Org Import & Export¶

This guide covers exporting an organization from Browsertrix and optionally importing it into another Browsertrix cluster.

Both export and import are two-step processes, which involve:

Copying an organization's crawl, upload, and profile files in object storage
Copying an organization's database information via a portable JSON file

Export¶

Export files¶

An organization's files are co-located within a "directory" in the S3 bucket being used for storage. This makes it possible to recursively copy all of the files in their original logical structure using tools such as the aws s3 command-line interface or rclone, e.g.:

aws s3 cp s3://current-bucket/<org-id> /path/to/local/directory/<org-id> --recursive --endpoint=https://ams3.digitaloceanspaces.com

It is important to retain the directory structure to re-import an organization's files into another Browsertrix cluster later, as some assets such as browser profiles and uploads have "subdirectory" prefixes.

Note

Browsertrix uses S3-compatible object storage to manage files. In object storage systems, all files are stored flat in the underlying system but presented in logical "directories" based on file prefixes for user convenience.

When we speak of a "directory" in an S3 bucket in this guide, we are referring to a consistent file prefix, in this case an organization's ID.

When files are exported from an S3 bucket to a local filesystem such as a laptop or desktop computer, these logical "directories" will turn into folders in the local filesystem.

To move an organization from one Browsertrix cluster to another, sync the org id "directory" from one S3 bucket to another directly, as there is no need to download files locally as an intermediary step.

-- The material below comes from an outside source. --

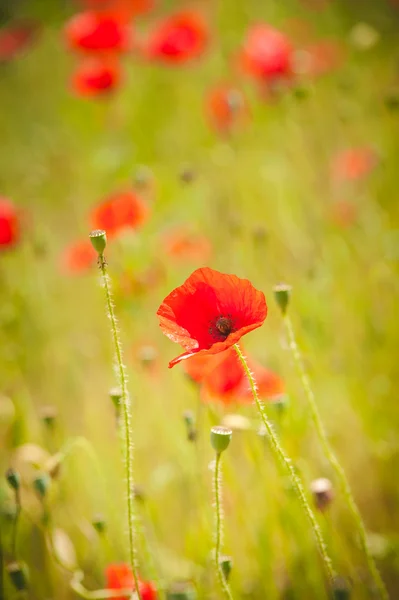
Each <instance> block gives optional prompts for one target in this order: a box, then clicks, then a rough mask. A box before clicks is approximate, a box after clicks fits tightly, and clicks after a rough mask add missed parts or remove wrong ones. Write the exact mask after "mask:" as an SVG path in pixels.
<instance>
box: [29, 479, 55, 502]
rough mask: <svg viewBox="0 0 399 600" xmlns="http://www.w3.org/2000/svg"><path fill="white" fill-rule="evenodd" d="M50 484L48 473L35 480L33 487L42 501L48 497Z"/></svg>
mask: <svg viewBox="0 0 399 600" xmlns="http://www.w3.org/2000/svg"><path fill="white" fill-rule="evenodd" d="M50 482H51V480H50V477H49V475H47V473H42V474H41V475H39V476H38V477H36V479H34V480H33V487H34V489H35V491H36V492H37V494H38V495H39V496H40V498H41V499H43V498H44V497H45V496H46V494H47V491H48V489H49V486H50Z"/></svg>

Export Database Information¶

To generate a portable JSON representation of an org's database information, use the GET /api/orgs/<org-id>/export/json API endpoint and save the returned JSON to a file, e.g.:

curl -H "Content-type: application/json" -H "Authorization: Bearer <jwt token>" https://app.browsertrix.com/api/orgs/<org-id>/export/json -o org-export.json

This endpoint is available to superusers only.

Import¶

Import Files¶

If an organization's files have already been copied to the S3 bucket configured in the new cluster, skip this step. Otherwise, use a tool such as the aws s3 command-line interface or rclone to sync the local organization directory to the new bucket, being careful to retain the org ID directory and logical structure within, e.g.:

aws s3 cp /path/to/local/directory/<org-id> s3://new-bucket/<org-id> --recursive

Import Database Information¶

To import an organization from a JSON export, use the POST /api/orgs/import/json API endpoint, adding the JSON export file to the request as a stream, e.g.:

curl -X POST -H "Content-Type: application/octet-stream" -H "Authorization: Bearer <jwt token>" --data-binary "@org-export.json" https://app.browsertrix.com/api/orgs/import/json

This endpoint is available to superusers only.

The organization name must not already exist in the new cluster or the import API endpoint will fail and return a 400 status code.

In addition to importing the organization and its constituent parts such as workflows, crawls, uploads, profiles, and collections, the import process will also recreate any users from the original organization that do not exist on the new cluster. These users are given the same roles in the imported organization and retain their names and email addresses. If a user account already exists on the new cluster with the same email address, that user is given their original role in the imported organization. References to user IDs throughout the organization are updated on import for any newly created users.

Newly created imported users are given a new secure random password. Prior to logging in on the new cluster for the first times, users will need to request a password reset from the login screen and follow the directions in the resulting email to create a new password.

Storage Configuration¶

The storage name referenced in the organization and files to be imported must match the storage configuration name for primary storage in the newly created cluster.

If the storage name and configuration details are identical in the original and new clusters, no additional steps need to be taken.

If the primary storage for the new cluster uses a different name than the original cluster, update the storage references during import by passing the storageName query parameter to the import API endpont, e.g.:

curl -X POST -H "Content-type: application/json" -H "Authorization: Bearer <jwt token>" --data-binary "@org-export.json" https://app.browsertrix.com/api/orgs/import/json?storageName=newname

Database Versions¶

By default, the import API endpoint will fail and return a 400 status code if the database version in the imported JSON differs from the database version of the new cluster.

To ignore this check, pass the ignoreVersion query parameter with a true value to the import API endpoint, e.g.:

curl -X POST -H "Content-type: application/json" -H "Authorization: Bearer <jwt token>" --data-binary "@org-export.json" https://app.browsertrix.com/api/orgs/import/json?ignoreVersion=true

If the JSON export is from an earlier database version than the cluster the org is being imported into, re-run migrations from the version in the JSON export after importing the org. To do this, re-install the application with helm, setting rerun_from_migration in the helm chart to the database version specified in the JSON export.